Добавить в цитаты Настройки чтения

Страница 121 из 124

— Не князь Меншиков донес на тебя. Против тебя под клятвою доносят полковник Экгоф, Телепнев, цыган Алим…

— Все они подкуплены Меншиковым.

— Они целовали Крест и Евангелие. Цыган же сознался в своих преступлениях, которые совершил вместе с тобою.

— Все они подкуплены Меншиковым, — опять настойчиво повторила она. — Вот мои злые вороги, а ни в чем ином я не виновата…

Эта речь вылилась у нее залпом, безудержно, разом. Она сжигала свои корабли.

Ее вывели под стражей, и она упала в дверях суда в обмороке от истощения и волнения. Бессонные ночи, тяжкие думы, резкий переход от величия к падению подточили ее силы и энергию. Ее последняя речь была и последней вспышкой ее сильной, энергичной души, последняя попытка самообороны. Все, что она наговорила на суде, вырвалось у нее почти бессознательным криком, и в этот крик вложила она всю ненависть.

Но тотчас вслед за этим энергия ее, вся израсходованная в этом наболевшем крике, быстро иссякла. Бодрость духа падала, и она вернулась в суд во власти глубокой апатии и равнодушия к своей судьбе.

Она уже сознавала, что теперь, более чем когда-нибудь, ее песенка спета и ее судьба решена.

Она уже больше не защищалась. Ее дерзкие слова, сказанные в судебном месте, только отягчили ее положение.

Она отвечала теперь односложно, вяло, неохотно.

И, когда ей устроили очную ставку с цыганом, она во всем повинилась.
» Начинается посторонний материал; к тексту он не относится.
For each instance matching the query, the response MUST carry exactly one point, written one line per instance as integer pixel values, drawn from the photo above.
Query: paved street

— Винюсь, — сказала она, — во всем на меня взводимом винюсь, только решайте скорее и отпустите меня.

Суд приговорил ее к смертной казни. Палач на площади отрубит ей голову.

Когда она услышала этот приговор, гордая и дерзкая голова ее низко поникла и чудные глаза ее заволоклись слезами.

Ее увели.

Приговор поднесли к утверждению Петра, и он, ни минуты не колеблясь, утвердил его своим твердым и энергичным почерком.

Казнь должна была состояться через несколько дней, и Марья Даниловна, как особой милости, просила через Меншикова, чтобы не откладывали исполнения приговора, а ускорили бы его.

Эта последняя милость была ей оказана.

XVII

В узком и сыром каземате проводила Марья Даниловна свою последнюю ночь на земле.

Она вздрагивала от пронизывающей ее сырости и холода, так как казематы не отапливались, а в середине марта было еще очень холодно.

Одна, всеми покинутая, всеми брошенная, с окоченевшими руками и ногами, с горящей от лихорадки головой, сидела она в этом темном каменном мешке в бессознательном ожидании, когда отворится со скрипом железная дверь и ее уведут отсюда туда… туда… где ее ожидает еще более и мрачный, и сырой, и темный каземат— глубокая могила.

В голове ее было пусто. Ни дум, ни грез, ни мыслей, ничего не было, все исчезло, точно сама жизнь торопилась покинуть эту красивую бренную оболочку, которую когда-то звали Марьей Даниловной, которую боготворили когда-то, любили, добивались от нее ласки, как милости, и которую теперь те же люди растоптали в прах за то, что и она играла их сердцами, их любовью, их жизнями…

И сердце ее билось ровно, спокойно, потому что ничем уже больше не прельщалось, не тревожилось, ничего не ожидало больше от жизни.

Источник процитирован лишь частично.